Los fantasmas sobreviven al tiempo. Cuando la humanidad entendió que era perecedera, inventó las imágenes para hacerse perdurar e inventó a los fantasmas para imaginarse eterna. Después vino el invento del amor, esa fórmula mágica que también nos hace creer que por momentos somos eternos, imperecederos. Y es justo en A Ghost Story (Lowery, 2017), donde las imágenes buscan permanecer, a veces por minutos enteros, o los fantasmas adentro de estas imágenes buscan que el amor o la historia permanezcan. Es posible que el filme no tenga el cometido de ser una sentencia contra la gentrificación o contra la constante insistencia del capital inmobiliario de derrumbar la historia y volver a comenzar, que al final es casi lo mismo. En A Ghost Story, solo los fantasmas sobreviven a la historia, o mejor dicho, la hacen posible.
Una pareja vive en una tensa calma, llena de luz natural, en un lejano Texas que parece ser envuelta por una luz más nórdica. Él muere, ella se queda a llorarlo, extrañarlo, vomitarlo. Muy pronto entenderemos que A Ghost Story no solo será una historia de duelo, sino una historia de la nostalgia, que como la poesía, pocas veces se puede vivir en carne propia.
La nostalgia, como la explica Lowery, es continua; es un grillete que nos dejará libres cuando podamos leer el mensaje que nos dejaron en el pasado.

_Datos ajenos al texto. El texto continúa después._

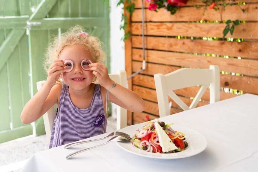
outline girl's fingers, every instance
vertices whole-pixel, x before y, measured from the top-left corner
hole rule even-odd
[[[49,71],[55,71],[56,70],[64,70],[64,67],[62,66],[54,66],[52,68],[50,69],[49,70]]]
[[[64,67],[64,64],[62,62],[55,62],[50,66],[49,68],[52,69],[55,66],[61,66]]]

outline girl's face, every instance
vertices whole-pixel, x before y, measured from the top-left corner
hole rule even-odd
[[[80,45],[76,44],[64,48],[60,55],[60,59],[63,61],[69,59],[73,63],[72,70],[63,73],[61,76],[67,85],[76,89],[81,90],[90,84],[93,79],[92,71],[85,70],[82,67],[82,65],[83,67],[87,65],[87,61],[83,61],[84,59],[88,59],[92,63],[94,62],[89,50]],[[70,65],[69,63],[69,63],[66,64],[67,66]]]

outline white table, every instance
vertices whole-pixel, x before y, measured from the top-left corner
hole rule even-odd
[[[158,159],[131,153],[113,142],[65,159],[72,152],[107,140],[102,140],[36,153],[20,171],[258,171],[258,96],[246,94],[160,120],[202,133],[208,139],[207,148],[190,157]]]

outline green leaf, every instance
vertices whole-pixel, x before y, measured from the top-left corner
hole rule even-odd
[[[124,3],[125,2],[125,0],[120,0],[117,3],[117,4],[116,4],[116,7],[118,7],[121,4],[124,4]]]
[[[231,23],[232,22],[232,21],[231,21],[231,20],[228,20],[227,21],[227,22],[226,22],[226,24],[228,24]]]
[[[224,29],[224,30],[223,30],[223,38],[225,38],[225,36],[227,35],[228,33],[228,31],[229,31],[229,25],[227,25],[227,26],[226,26],[226,27],[225,27],[225,29]]]
[[[232,35],[233,34],[233,32],[234,32],[234,29],[235,29],[235,25],[232,25],[232,26],[231,27],[231,28],[230,28],[230,34],[231,35]]]
[[[236,25],[236,26],[238,25],[239,24],[240,24],[239,23],[239,21],[238,20],[237,20],[236,21],[234,21],[234,22],[233,22],[233,23],[234,23],[234,24]]]

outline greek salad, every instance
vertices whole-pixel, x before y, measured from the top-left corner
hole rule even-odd
[[[174,131],[170,127],[159,122],[149,121],[142,128],[138,128],[138,133],[132,140],[132,145],[140,149],[155,153],[175,153],[185,150],[188,146],[184,134]]]

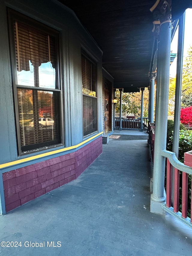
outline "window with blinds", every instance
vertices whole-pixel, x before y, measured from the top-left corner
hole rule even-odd
[[[61,143],[59,35],[13,11],[10,10],[9,15],[16,119],[21,153]]]
[[[83,119],[84,136],[97,130],[97,66],[88,57],[82,56]]]

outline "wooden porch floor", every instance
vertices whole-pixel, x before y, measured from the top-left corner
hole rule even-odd
[[[0,247],[0,253],[191,255],[192,230],[168,214],[150,212],[147,136],[132,132],[114,133],[121,140],[103,144],[103,153],[75,180],[0,216],[1,241],[22,245]],[[136,140],[127,140],[130,134]],[[47,241],[61,245],[49,247]],[[26,247],[25,241],[45,243]]]

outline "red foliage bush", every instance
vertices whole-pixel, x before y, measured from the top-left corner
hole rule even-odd
[[[192,125],[192,106],[181,109],[180,121],[183,125],[189,123],[190,126]]]

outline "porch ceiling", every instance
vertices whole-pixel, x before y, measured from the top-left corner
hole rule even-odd
[[[115,88],[132,91],[148,86],[154,38],[149,9],[155,1],[59,2],[74,11],[103,51],[103,67]]]

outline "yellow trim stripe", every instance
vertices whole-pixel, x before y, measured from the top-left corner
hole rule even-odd
[[[99,133],[94,135],[93,137],[89,138],[85,140],[84,141],[82,141],[80,143],[79,143],[76,145],[74,145],[74,146],[71,146],[70,147],[68,147],[67,148],[64,148],[64,149],[57,149],[57,150],[50,151],[50,152],[47,152],[46,153],[44,153],[42,154],[40,154],[38,155],[34,155],[33,156],[30,156],[29,157],[27,157],[26,158],[24,158],[23,159],[20,159],[19,160],[16,160],[15,161],[13,161],[12,162],[9,162],[8,163],[6,163],[5,164],[0,164],[0,169],[2,168],[4,168],[5,167],[8,167],[9,166],[11,166],[12,165],[14,165],[15,164],[21,164],[23,163],[25,163],[26,162],[28,162],[29,161],[31,161],[32,160],[34,160],[35,159],[38,159],[39,158],[41,158],[42,157],[44,157],[45,156],[48,156],[49,155],[55,155],[58,153],[61,153],[62,152],[64,152],[67,150],[70,150],[71,149],[76,149],[77,148],[80,147],[80,146],[85,144],[87,142],[88,142],[96,138],[97,137],[98,137],[100,135],[103,134],[103,132],[101,132]]]

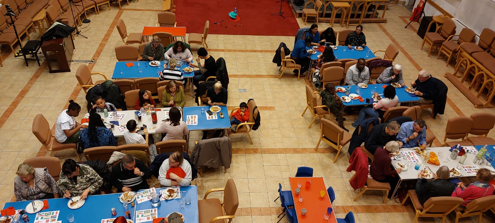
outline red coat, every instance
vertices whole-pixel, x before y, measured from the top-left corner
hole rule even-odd
[[[347,172],[356,172],[356,174],[350,179],[349,183],[354,190],[364,187],[368,180],[368,157],[360,147],[356,148],[352,152],[349,158],[349,163],[350,165],[347,168]]]

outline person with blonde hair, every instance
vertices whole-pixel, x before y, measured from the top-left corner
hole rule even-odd
[[[34,168],[21,163],[15,174],[17,175],[14,179],[16,201],[58,198],[57,182],[47,168]]]
[[[165,49],[163,45],[160,43],[161,40],[158,36],[153,36],[151,42],[145,45],[143,50],[143,61],[151,61],[152,60],[162,61],[165,56]]]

La nostalgia en A Ghost Story no es un esfuerzo por recuperar lo vivido, sino entender la presencia de lo vivido, del presente y del paso de las generaciones como un mero espectador, lleno de frustración. Lowery teje con casi maestría el devenir de este fantasma que se ha quedado en casa y, dejando de lado un brinco que buscaba ser una ceremonia al paso de Beethoven por esta tierra, la nostalgia de Lowery parece sufrir un revés y cuestionarse a sí misma, porque Beethoven (en voz de un personaje) en el futuro será, acaso, un posible punto de partida.
La elipsis, que es la mejor forma en la que el cine supo adueñarse del tiempo en la narrativa, va y viene a discreción y Lowery la utiliza como si fuera una perilla que acelera o ralentiza el tiempo y, por lo tanto, las emociones. ¿Queremos que exista una reconciliación? Sí, pero no es explícita o evidente esta reconciliación, como lo sería en una tonta historia de amor donde la promesa es ver a los amantes besarse o abrazarse hacia el clímax del filme. A Ghost Story nos recuerda que hay amores que tardan meses en sanar, a veces años y en ocasiones nunca. ¿De qué saneamiento hablará esta película? El espectador tendrá que sentarse a esperar.
El tiempo es probablemente más importante que el dolor en A Ghost Story. Es el tiempo como en La Mirada de Ulises de Theo Angelopoulos, cuando vemos en una secuencia sin cortes cómo van pasando los años y una familia sufre o goza los rescoldos del exterior, ya sea separaciones, uniones o guerra. El dolor es solo una transición para la costumbre, a su vez para la nueva cotidianidad, a su vez para el miedo, a su vez para la algarabía y la reflexión sobre la permanencia.
Lowery olvida los planos largos, casi insoportables del inicio de la película para aparentemente darle la batuta a otro director y así cimbrar al espectador que se había convertido en un mueble más de la fría casa. Hasta el final, el filme seguirá deslizando pequeñas sorpresas por abajo de la puerta. Estrechar o estirar el tiempo será uno de los deleites principales. ¿Cómo terminará esta tierra o cómo fue fundada? En pocas imágenes, Lowery sabe responderlo.
¿Qué esperas? -pregunta uno de los fantasma a otro, quien resignado ya no sabe qué responder. No vemos sus ojos pero sabemos que la nostalgia es aquello que sustituye a su mirada. El silencio es la puerta hacia la despedida. Porque cuando se terminan las respuestas o cuando se responden las preguntas, es cuando uno -fantasma o no-, deja de sobrevivir al tiempo.